University of Wisconsin men's basketball coach Greg Gard speaks to the media after the Badgers upset the 12th-ranked Houston Cougars 65-63 in the Maui Invitational on Tuesday, Nov. 23, 2021, in Las Vegas.

The Badgers had a slow start to Monday’s tournament-opening win over Texas A&M and needed to come out strong against Houston. They did, outscoring the Cougars 40-20 in the first half and building a lead large enough to survive the inevitable second-half run by Houston.

UW shot 57.1% from the field and 46.7% from 3-point range before halftime. Johnny Davis was three points away from tying his career high of 21 points with 20 minutes left to play, and he would go on to finish with a new career high of 30 points. Houston would double up at the post and on the ball screen, but UW utilized its depth as six different players scored in the first half.

Houston entered Tuesday’s game holding teams to 35.1% overall, 28.4% from 3-point range and giving up 55 points a game. The Badgers finished with 46.9% overall, 29.2% from 3-point range and with 65 points.

“We have a number beside our name, they don't,” Houston coach Kelvin Sampson said about being shut down in the first half. “Teams that don't have a number are head hunting and they came out and got after us. And they're good. I'm not interested in other people's opinion of whether Wisconsin's good or not, I make my own decision. They're good.”

University of Houston men's basketball coach Kelvin Sampson speaks to the media after the 12th-ranked Cougars fell the the Wisconsin Badgers 65-63 in the Maui Invitational on Tuesday, Nov. 23, 2021, in Las Vegas.

A huge part of UW’s game plan was to limit Houston’s leading scorer, Marcus Sasser. The strategy proved successful as the Badgers held him to 11 points on 4-for-12 shooting.

Gard said the assignment to guard Sasser fell mostly to freshmen Chucky Hepburn and Lorne Bowman. The Badgers defense forced Sasser to turn the ball over four times in the first half alone.

“That's a heck of an education for a couple freshmen,” Gard said. “To play that type of experience against this type of team with the physicality and athleticism and speed it can only help them. There were mistakes made. … You can live with the mistakes. You just learn from them.”

The Cougars were more solid on both ends of the floor in the last 20 minutes, while the Badgers couldn’t get shots to fall. Houston outscored UW 43-25 in the second half while allowing only three Badgers to score.

“They got super aggressive,” junior forward Tyler Wahl said. “Playing from behind it's always easy to get up into people's shorts and we weren't hitting shots. We were getting open looks, just not knocking them down like we were in the first half.”

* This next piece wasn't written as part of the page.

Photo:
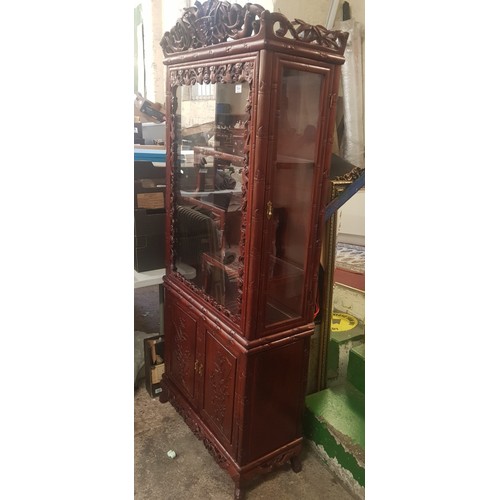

Wahl stepped up as he went head-to-head with Houston senior forward Reggie Chaney on both ends. At least six of Wahl's nine points came from attacking on the post and getting to the rim.

He was also aggressive in fighting for loose balls and rebounds, finishing with a game-high seven boards.

Sampson said it was frustrating because Wahl killed much of the Cougars’ second half momentum as he got to the basket.

“[Wahl] made big, big shots,” Sampson said. “Every time we were getting on top of 'em, he made a couple big shots.”

The aggressiveness also comes with a disadvantage that could hurt UW down the stretch. Gard had to play a deeper, less experienced bench in the second half as three of the team’s more experienced players got in foul trouble — something that hurt the Badgers against Providence on Nov. 15.

Sophomore forward Steven Crowl showed some awareness after he got his second foul and started playing it safe. He was still attacking the rim for rebounds but would back off to avoid drawing another foul.

UW will need the fight it showed against the Cougars come Big Ten play. The Badgers proved they can beat a ranked team, but three Big Ten teams are currently ranked and will be a challenge.